Le tribunal des activités économiques de Paris, le 24 octobre 2025, statue sur une demande en modification de la date de cessation des paiements. Le liquidateur judiciaire soutient que la défaillance est intervenue le 9 mai 2022. La société défenderesse conteste ce caractère exigible du passif à cette date. Le tribunal accueille la requête du liquidateur et reporte la date de cessation des paiements au 9 mai 2022.

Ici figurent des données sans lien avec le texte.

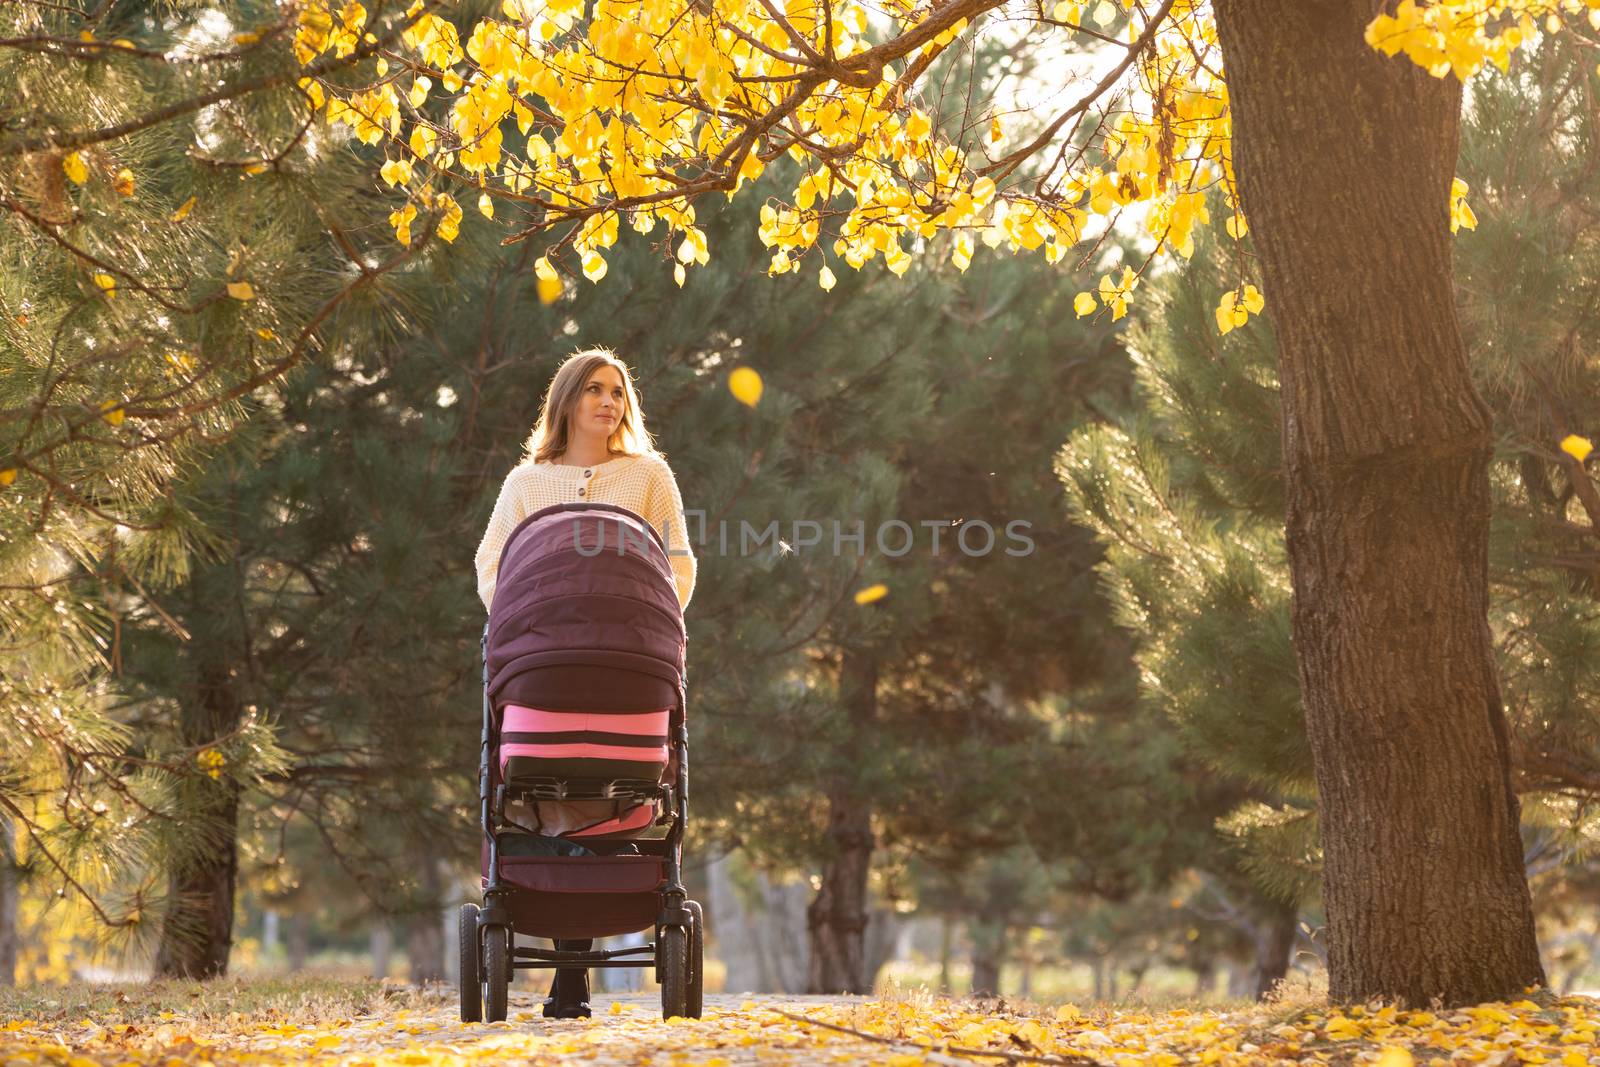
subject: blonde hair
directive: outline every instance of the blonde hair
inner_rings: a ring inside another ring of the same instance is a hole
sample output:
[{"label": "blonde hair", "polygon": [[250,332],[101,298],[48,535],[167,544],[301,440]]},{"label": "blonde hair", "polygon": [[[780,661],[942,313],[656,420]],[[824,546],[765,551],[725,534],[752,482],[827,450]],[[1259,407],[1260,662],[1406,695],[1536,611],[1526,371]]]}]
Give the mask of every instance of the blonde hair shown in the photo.
[{"label": "blonde hair", "polygon": [[601,367],[615,367],[622,375],[622,394],[626,398],[622,418],[606,439],[606,451],[619,456],[660,454],[650,431],[644,428],[644,411],[639,407],[639,394],[633,388],[628,365],[611,349],[597,347],[574,352],[556,369],[539,409],[539,421],[528,435],[524,462],[548,463],[566,453],[572,443],[572,416],[578,409],[578,399],[589,378]]}]

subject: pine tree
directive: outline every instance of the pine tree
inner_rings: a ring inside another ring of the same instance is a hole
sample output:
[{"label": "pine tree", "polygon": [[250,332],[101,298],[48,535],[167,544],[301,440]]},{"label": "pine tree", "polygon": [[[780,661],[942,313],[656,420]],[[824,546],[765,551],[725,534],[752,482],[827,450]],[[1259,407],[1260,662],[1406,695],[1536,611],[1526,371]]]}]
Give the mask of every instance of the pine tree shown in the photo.
[{"label": "pine tree", "polygon": [[[436,226],[369,245],[389,208],[312,128],[292,26],[253,0],[0,15],[0,811],[30,871],[136,935],[141,872],[203,851],[210,794],[277,765],[251,727],[214,779],[212,726],[124,721],[108,685],[123,622],[228,544],[177,483],[287,370],[381,334],[372,291]],[[371,61],[351,43],[333,83]]]}]

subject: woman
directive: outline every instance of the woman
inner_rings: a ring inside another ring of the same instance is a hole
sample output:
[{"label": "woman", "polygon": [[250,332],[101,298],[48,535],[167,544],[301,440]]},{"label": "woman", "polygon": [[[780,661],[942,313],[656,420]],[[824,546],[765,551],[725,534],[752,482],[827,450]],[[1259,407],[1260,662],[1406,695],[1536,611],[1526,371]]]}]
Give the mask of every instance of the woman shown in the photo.
[{"label": "woman", "polygon": [[[672,469],[645,429],[627,365],[608,349],[575,353],[551,379],[527,454],[500,487],[478,545],[478,595],[485,608],[494,602],[500,553],[517,524],[541,508],[572,501],[616,504],[649,522],[666,543],[678,603],[689,606],[695,559],[683,498]],[[524,828],[531,824],[539,834],[551,836],[592,828],[616,814],[608,801],[541,802],[534,810],[521,803],[506,805],[508,822]],[[572,952],[587,952],[593,945],[589,940],[556,942],[557,949]],[[544,1014],[587,1018],[588,1001],[588,970],[557,969]]]}]

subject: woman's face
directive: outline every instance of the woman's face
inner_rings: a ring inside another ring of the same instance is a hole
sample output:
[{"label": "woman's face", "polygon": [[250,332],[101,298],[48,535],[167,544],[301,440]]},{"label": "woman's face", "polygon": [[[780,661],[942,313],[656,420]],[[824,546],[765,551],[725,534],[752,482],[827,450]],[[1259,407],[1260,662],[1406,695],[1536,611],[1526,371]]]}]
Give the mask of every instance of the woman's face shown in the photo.
[{"label": "woman's face", "polygon": [[626,402],[622,372],[609,365],[596,368],[578,394],[578,410],[572,427],[574,436],[606,441],[622,425]]}]

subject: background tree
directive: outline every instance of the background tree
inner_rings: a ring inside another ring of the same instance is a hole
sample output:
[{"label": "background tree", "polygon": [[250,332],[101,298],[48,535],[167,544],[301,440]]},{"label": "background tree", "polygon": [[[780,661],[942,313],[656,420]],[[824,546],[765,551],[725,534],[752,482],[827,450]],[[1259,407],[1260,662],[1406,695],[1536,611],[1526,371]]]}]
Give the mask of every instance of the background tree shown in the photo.
[{"label": "background tree", "polygon": [[[133,934],[159,925],[144,874],[204,851],[206,798],[275,766],[259,723],[180,728],[172,708],[136,736],[105,684],[123,623],[159,620],[168,587],[200,580],[191,560],[228,543],[177,483],[289,368],[371,343],[369,291],[433,227],[370,244],[388,208],[299,84],[337,83],[384,39],[311,70],[269,17],[0,14],[0,732],[22,739],[0,753],[0,812],[37,868]],[[213,779],[196,759],[222,734]]]}]

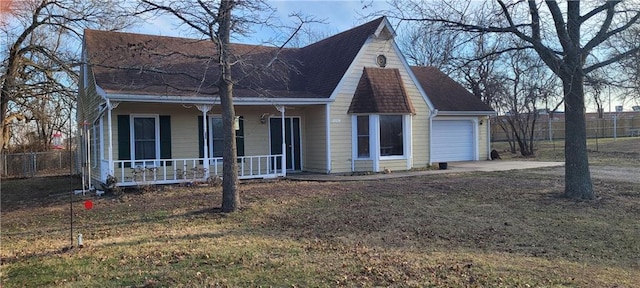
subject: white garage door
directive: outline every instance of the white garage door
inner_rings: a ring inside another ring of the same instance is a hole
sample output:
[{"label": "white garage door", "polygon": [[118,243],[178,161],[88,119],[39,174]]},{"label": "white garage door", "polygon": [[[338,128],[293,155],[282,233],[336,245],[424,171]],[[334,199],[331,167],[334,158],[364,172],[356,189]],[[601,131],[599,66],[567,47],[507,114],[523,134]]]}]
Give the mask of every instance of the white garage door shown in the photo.
[{"label": "white garage door", "polygon": [[475,160],[472,121],[434,120],[432,129],[432,162]]}]

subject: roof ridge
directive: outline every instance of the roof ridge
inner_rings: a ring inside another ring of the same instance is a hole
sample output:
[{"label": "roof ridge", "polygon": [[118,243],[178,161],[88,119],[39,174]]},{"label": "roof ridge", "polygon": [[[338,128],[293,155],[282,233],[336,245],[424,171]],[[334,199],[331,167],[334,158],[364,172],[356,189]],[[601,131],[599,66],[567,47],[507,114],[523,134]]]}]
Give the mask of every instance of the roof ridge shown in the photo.
[{"label": "roof ridge", "polygon": [[[104,34],[126,34],[128,36],[143,36],[143,37],[150,37],[150,38],[164,38],[164,39],[174,39],[174,40],[189,40],[192,41],[193,43],[197,43],[197,42],[209,42],[209,39],[198,39],[198,38],[189,38],[189,37],[180,37],[180,36],[165,36],[165,35],[155,35],[155,34],[146,34],[146,33],[136,33],[136,32],[129,32],[129,31],[110,31],[110,30],[97,30],[97,29],[84,29],[84,34],[86,35],[87,32],[89,33],[104,33]],[[260,44],[246,44],[246,43],[229,43],[232,46],[245,46],[245,47],[261,47],[261,48],[273,48],[273,49],[281,49],[279,46],[276,45],[260,45]],[[290,48],[290,47],[283,47],[282,50],[298,50],[300,48]]]},{"label": "roof ridge", "polygon": [[378,22],[378,24],[376,25],[376,28],[377,28],[378,26],[380,26],[380,23],[382,23],[382,21],[384,19],[386,19],[385,16],[380,16],[380,17],[378,17],[378,18],[376,18],[374,20],[371,20],[369,22],[363,23],[363,24],[358,25],[356,27],[353,27],[353,28],[351,28],[349,30],[342,31],[342,32],[340,32],[338,34],[334,34],[334,35],[329,36],[327,38],[321,39],[320,41],[313,42],[313,43],[311,43],[311,44],[309,44],[307,46],[302,47],[301,49],[305,49],[305,48],[308,48],[308,47],[311,47],[311,46],[315,46],[316,44],[320,44],[320,43],[323,43],[323,42],[333,41],[335,38],[341,37],[341,36],[343,36],[345,34],[348,34],[348,33],[353,33],[355,30],[363,29],[363,28],[365,28],[365,26],[372,25],[373,23],[376,23],[376,22]]}]

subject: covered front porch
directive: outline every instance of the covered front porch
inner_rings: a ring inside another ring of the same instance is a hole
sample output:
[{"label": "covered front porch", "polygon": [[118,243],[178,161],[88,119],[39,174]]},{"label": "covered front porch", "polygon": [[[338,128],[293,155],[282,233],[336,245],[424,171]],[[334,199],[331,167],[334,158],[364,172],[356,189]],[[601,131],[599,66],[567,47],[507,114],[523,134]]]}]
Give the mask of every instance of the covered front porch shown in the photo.
[{"label": "covered front porch", "polygon": [[[322,145],[315,138],[302,139],[305,124],[324,123],[322,118],[303,119],[325,111],[324,105],[288,111],[285,115],[281,105],[236,108],[239,179],[273,179],[302,171],[304,143]],[[83,163],[85,176],[94,187],[216,181],[223,177],[220,115],[210,104],[107,102],[98,119],[81,132],[88,161]]]},{"label": "covered front porch", "polygon": [[[283,155],[237,158],[239,179],[271,179],[287,174]],[[101,181],[116,186],[208,182],[223,177],[222,158],[160,159],[152,161],[103,160]],[[207,165],[208,163],[208,165]],[[283,168],[284,167],[284,168]]]}]

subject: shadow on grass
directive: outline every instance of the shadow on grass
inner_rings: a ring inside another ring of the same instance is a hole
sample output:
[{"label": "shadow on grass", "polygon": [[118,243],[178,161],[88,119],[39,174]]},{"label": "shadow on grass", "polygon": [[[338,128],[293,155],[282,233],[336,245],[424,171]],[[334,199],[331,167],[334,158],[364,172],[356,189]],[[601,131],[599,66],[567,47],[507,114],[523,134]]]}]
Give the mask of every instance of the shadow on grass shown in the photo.
[{"label": "shadow on grass", "polygon": [[64,246],[63,248],[59,248],[55,250],[42,251],[38,253],[29,253],[21,256],[14,256],[14,257],[2,257],[0,258],[0,265],[7,265],[7,264],[17,263],[21,261],[33,260],[33,259],[41,259],[42,257],[48,257],[48,256],[56,256],[56,255],[59,256],[64,254],[75,253],[79,249],[82,249],[82,248],[76,247],[76,246]]},{"label": "shadow on grass", "polygon": [[637,267],[640,199],[624,193],[640,187],[597,182],[604,200],[576,201],[563,197],[558,178],[495,172],[346,184],[348,193],[283,207],[255,233]]}]

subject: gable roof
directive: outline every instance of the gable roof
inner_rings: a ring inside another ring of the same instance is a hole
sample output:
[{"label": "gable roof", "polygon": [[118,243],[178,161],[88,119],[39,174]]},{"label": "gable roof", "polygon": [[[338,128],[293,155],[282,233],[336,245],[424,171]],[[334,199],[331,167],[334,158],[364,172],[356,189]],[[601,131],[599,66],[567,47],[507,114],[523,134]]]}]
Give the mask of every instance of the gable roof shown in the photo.
[{"label": "gable roof", "polygon": [[348,113],[415,114],[400,70],[365,67]]},{"label": "gable roof", "polygon": [[[232,68],[239,79],[234,97],[329,98],[383,21],[380,17],[303,48],[232,44],[239,61]],[[89,29],[84,33],[96,84],[107,93],[217,93],[216,49],[208,40]],[[268,71],[263,69],[269,65]]]},{"label": "gable roof", "polygon": [[438,111],[493,112],[460,83],[433,66],[411,66],[411,71]]},{"label": "gable roof", "polygon": [[[231,44],[238,61],[232,66],[237,81],[234,98],[328,100],[366,41],[381,33],[386,33],[384,37],[395,35],[384,17],[303,48]],[[96,84],[107,94],[118,97],[217,94],[216,49],[208,40],[87,29],[84,49]],[[266,66],[269,69],[264,69]],[[385,70],[393,71],[364,69],[350,111],[414,113],[397,71]],[[439,111],[493,112],[437,68],[411,67],[411,70]],[[372,99],[375,101],[367,102]]]},{"label": "gable roof", "polygon": [[[217,55],[212,55],[216,50],[210,41],[97,30],[85,30],[84,39],[96,84],[108,93],[206,96],[217,92]],[[290,61],[291,49],[232,44],[231,50],[243,60],[232,70],[236,79],[243,77],[236,84],[236,97],[315,96],[287,87],[286,79],[296,70],[295,61]],[[246,72],[272,59],[277,60],[271,73]],[[284,69],[287,66],[293,69]]]},{"label": "gable roof", "polygon": [[301,49],[302,75],[307,76],[305,87],[311,93],[330,95],[349,65],[383,23],[384,17],[336,34]]}]

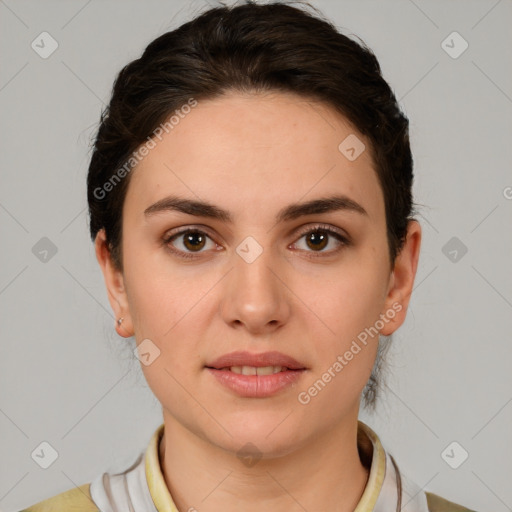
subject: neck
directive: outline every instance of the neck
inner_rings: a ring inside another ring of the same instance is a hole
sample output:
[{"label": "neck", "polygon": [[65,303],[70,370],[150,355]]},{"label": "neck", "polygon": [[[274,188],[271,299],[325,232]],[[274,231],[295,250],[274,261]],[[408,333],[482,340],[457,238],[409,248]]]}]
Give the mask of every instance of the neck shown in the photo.
[{"label": "neck", "polygon": [[357,449],[357,417],[287,455],[248,466],[165,414],[164,424],[160,465],[180,512],[349,512],[368,480]]}]

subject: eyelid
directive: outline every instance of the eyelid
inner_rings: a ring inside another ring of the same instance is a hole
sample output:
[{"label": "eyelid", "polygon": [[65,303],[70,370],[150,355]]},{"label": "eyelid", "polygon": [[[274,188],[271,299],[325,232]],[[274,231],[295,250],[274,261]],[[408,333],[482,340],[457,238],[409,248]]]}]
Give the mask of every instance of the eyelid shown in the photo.
[{"label": "eyelid", "polygon": [[166,233],[164,235],[164,239],[169,240],[170,238],[172,238],[174,236],[184,235],[185,233],[188,233],[189,231],[193,231],[194,233],[197,231],[197,232],[203,233],[205,235],[208,235],[211,239],[213,239],[212,232],[210,231],[210,229],[201,224],[190,224],[190,225],[187,225],[184,227],[174,228],[169,231],[166,231]]},{"label": "eyelid", "polygon": [[348,233],[346,233],[344,230],[337,228],[336,226],[332,226],[331,224],[323,223],[313,225],[310,224],[308,226],[305,226],[303,230],[299,231],[298,236],[302,237],[304,235],[307,235],[311,231],[328,231],[330,233],[334,232],[335,234],[339,235],[340,238],[342,238],[346,243],[350,242],[350,237]]}]

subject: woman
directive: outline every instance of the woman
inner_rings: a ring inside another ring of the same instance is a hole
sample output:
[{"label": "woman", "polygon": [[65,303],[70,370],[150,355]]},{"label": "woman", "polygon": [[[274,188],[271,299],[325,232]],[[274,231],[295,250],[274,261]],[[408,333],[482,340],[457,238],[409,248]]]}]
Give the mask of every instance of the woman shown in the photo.
[{"label": "woman", "polygon": [[163,423],[27,510],[468,510],[358,420],[421,228],[408,121],[373,53],[283,4],[215,8],[114,84],[88,175],[116,330]]}]

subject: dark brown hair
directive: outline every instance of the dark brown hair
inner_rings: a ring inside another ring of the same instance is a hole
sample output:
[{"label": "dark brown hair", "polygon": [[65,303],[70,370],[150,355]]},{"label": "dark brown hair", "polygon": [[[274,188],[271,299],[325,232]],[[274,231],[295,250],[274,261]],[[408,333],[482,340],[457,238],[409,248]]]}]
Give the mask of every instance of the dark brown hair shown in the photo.
[{"label": "dark brown hair", "polygon": [[[101,115],[87,187],[91,237],[94,241],[105,229],[116,267],[123,268],[122,208],[131,155],[191,98],[213,99],[228,91],[288,92],[323,102],[368,138],[384,195],[393,266],[413,218],[413,162],[408,120],[377,58],[308,3],[248,2],[209,9],[161,35],[115,80]],[[374,401],[368,393],[365,397]]]}]

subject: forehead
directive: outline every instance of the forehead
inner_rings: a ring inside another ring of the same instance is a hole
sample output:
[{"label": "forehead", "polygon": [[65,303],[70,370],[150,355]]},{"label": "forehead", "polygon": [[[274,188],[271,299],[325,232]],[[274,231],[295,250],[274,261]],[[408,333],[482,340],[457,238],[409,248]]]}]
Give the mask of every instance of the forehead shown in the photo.
[{"label": "forehead", "polygon": [[[130,178],[125,206],[137,211],[172,193],[207,198],[235,216],[273,214],[333,192],[363,204],[370,218],[384,211],[365,138],[331,107],[294,94],[230,92],[198,101],[154,140]],[[366,150],[349,159],[346,140]]]}]

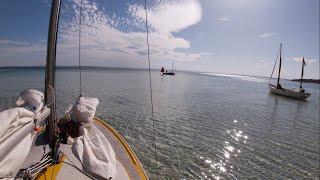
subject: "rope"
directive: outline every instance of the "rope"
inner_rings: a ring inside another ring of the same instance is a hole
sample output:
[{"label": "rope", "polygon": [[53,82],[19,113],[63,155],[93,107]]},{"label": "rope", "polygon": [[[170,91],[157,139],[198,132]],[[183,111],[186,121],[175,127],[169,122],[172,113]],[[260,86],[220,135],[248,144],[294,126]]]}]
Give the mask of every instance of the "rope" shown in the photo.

La démonstration probante du déséquilibre de trésorerie
L’exigibilité certaine du passif allégué
Le juge retient la réalité des dettes exigibles à la date du 9 mai 2022. Il constate que le liquidateur a établi un passif exigible minimal. « La partie demanderesse a démontré que le passif exigible de la société s’élevait a minima à la somme de 85 456,51 € » (Sur le report de la date de cessation de paiements). La défenderesse n’a pas rapporté la preuve contraire du caractère non exigible. Elle n’apporte à la démonstration que des fragments de courriers ou mails pour lesquels il est impossible de déterminer s’ils se rapportent aux dettes exigibles » (Sur le report de la date de cessation de paiements). La charge de la preuve pèse ainsi sur le débiteur pour contester l’exigibilité.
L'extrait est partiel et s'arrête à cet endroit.